LeetCode 1143 - Longest Common Subsequence

Difficulty: medium

Similar problem: LeetCode 718 - Maximum Length of Repeated Subarray

Problem Description

English (Longest Common Subsequence)

Given two strings text1 and text2, return the length of their longest common subsequence. If there is no common subsequence, return 0.

A subsequence of a string is a new string generated from the original string with some characters (can be none) deleted without changing the relative order of the remaining characters.

• For example, "ace" is a subsequence of "abcde".
  A common subsequence of two strings is a subsequence that is common to both strings.

Example 1:

Input: text1 = "abcde", text2 = "ace"
Output: 3
Explanation: The longest common subsequence is "ace" and its length is 3.

Example 2:

Input: text1 = "abc", text2 = "abc"
Output: 3
Explanation: The longest common subsequence is "abc" and its length is 3.

Example 3:

Input: text1 = "abc", text2 = "def"
Output: 0
Explanation: There is no such common subsequence, so the result is 0.

Constraints:

• 1 <= text1.length, text2.length <= 1000
• text1 and text2 consist of only lowercase English characters.

Chinese (最长公共子序列)

给定两个字符串 text1 和 text2，返回这两个字符串的最长 公共子序列 的长度。如果不存在 公共子序列，返回 0。

一个字符串的 子序列 是指这样一个新的字符串：它是由原字符串在不改变字符的相对顺序的情况下删除某些字符（也可以不删除任何字符）后组成的新字符串。

例如，"ace" 是 "abcde" 的子序列，但 "aec" 不是 "abcde" 的子序列。
两个字符串的 公共子序列 是这两个字符串所共同拥有的子序列。

示例 1：

输入：text1 = "abcde", text2 = "ace"
输出：3
解释：最长公共子序列是 "ace" ，它的长度为 3 。

示例 2：

输入：text1 = "abc", text2 = "abc"
输出：3
解释：最长公共子序列是 "abc" ，它的长度为 3 。

示例 3：

输入：text1 = "abc", text2 = "def"
输出：0
解释：两个字符串没有公共子序列，返回 0 。

提示：

• 1 <= text1.length, text2.length <= 1000
• text1 和 text2 仅由小写英文字符组成。

Solution

C++

class Solution {
public:
    int longestCommonSubsequence(string text1, string text2) {
        int text1_size = text1.size(), text2_size = text2.size();

        vector<vector<int>> dp(text1_size + 1, vector<int>(text2_size + 1));
        for (int i = 0; i < text1_size; ++i) {
            for (int j = 0; j < text2_size; ++j) {
                if (text1[i] == text2[j]) {
                    dp[i + 1][j + 1] = dp[i][j] + 1;
                } else {
                    dp[i + 1][j + 1] = max(dp[i][j + 1], dp[i + 1][j]);
                }
            }
        }

        return dp[text1_size][text2_size];
    }
};

Python

class Solution:
    def longestCommonSubsequence(self, text1: str, text2: str) -> int:
        text1_len, text2_len = len(text1), len(text2)

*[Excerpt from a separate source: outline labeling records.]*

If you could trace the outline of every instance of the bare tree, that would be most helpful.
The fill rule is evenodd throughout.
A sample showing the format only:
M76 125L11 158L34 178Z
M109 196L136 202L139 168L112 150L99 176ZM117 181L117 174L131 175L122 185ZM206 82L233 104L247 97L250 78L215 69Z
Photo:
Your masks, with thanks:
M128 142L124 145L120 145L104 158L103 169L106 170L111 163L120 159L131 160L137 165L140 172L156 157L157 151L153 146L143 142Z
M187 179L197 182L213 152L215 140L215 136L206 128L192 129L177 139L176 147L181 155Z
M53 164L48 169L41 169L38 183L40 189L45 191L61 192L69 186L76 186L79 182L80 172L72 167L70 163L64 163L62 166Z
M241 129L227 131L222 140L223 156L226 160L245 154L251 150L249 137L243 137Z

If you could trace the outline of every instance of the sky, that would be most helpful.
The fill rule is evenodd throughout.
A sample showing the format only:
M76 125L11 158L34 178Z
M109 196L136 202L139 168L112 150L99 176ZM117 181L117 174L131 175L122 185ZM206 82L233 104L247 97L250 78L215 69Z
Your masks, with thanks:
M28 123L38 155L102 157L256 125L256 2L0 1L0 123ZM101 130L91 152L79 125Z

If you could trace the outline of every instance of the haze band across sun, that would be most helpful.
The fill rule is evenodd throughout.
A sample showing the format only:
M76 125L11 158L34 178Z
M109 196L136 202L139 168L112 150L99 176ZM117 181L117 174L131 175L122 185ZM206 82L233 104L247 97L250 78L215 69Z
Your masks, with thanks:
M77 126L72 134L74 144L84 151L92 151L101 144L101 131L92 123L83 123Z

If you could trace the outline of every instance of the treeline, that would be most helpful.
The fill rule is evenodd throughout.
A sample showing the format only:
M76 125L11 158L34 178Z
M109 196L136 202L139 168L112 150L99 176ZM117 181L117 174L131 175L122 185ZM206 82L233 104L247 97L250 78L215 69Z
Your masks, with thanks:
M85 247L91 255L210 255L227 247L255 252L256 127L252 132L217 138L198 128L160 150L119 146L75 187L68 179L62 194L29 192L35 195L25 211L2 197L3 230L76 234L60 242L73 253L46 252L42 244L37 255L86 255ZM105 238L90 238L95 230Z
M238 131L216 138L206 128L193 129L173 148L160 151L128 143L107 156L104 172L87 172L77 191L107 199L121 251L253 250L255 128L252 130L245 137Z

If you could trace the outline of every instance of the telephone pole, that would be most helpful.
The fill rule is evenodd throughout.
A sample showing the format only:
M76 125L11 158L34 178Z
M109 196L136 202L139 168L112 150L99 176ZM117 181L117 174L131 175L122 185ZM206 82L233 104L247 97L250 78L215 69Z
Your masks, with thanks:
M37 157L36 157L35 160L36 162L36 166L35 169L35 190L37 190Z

        dp = [[0 for j in range(text2_len+1)] for i in range(text1_len+1)]
        for i in range(text1_len):
            for j in range(text2_len):
                if text1[i] == text2[j]:
                    dp[i+1][j+1] = dp[i][j] + 1
                else:
                    dp[i+1][j+1] = max(dp[i][j+1], dp[i+1][j])

        return dp[-1][-1]

Advanced

It’s available to compress the dp array into one dimension.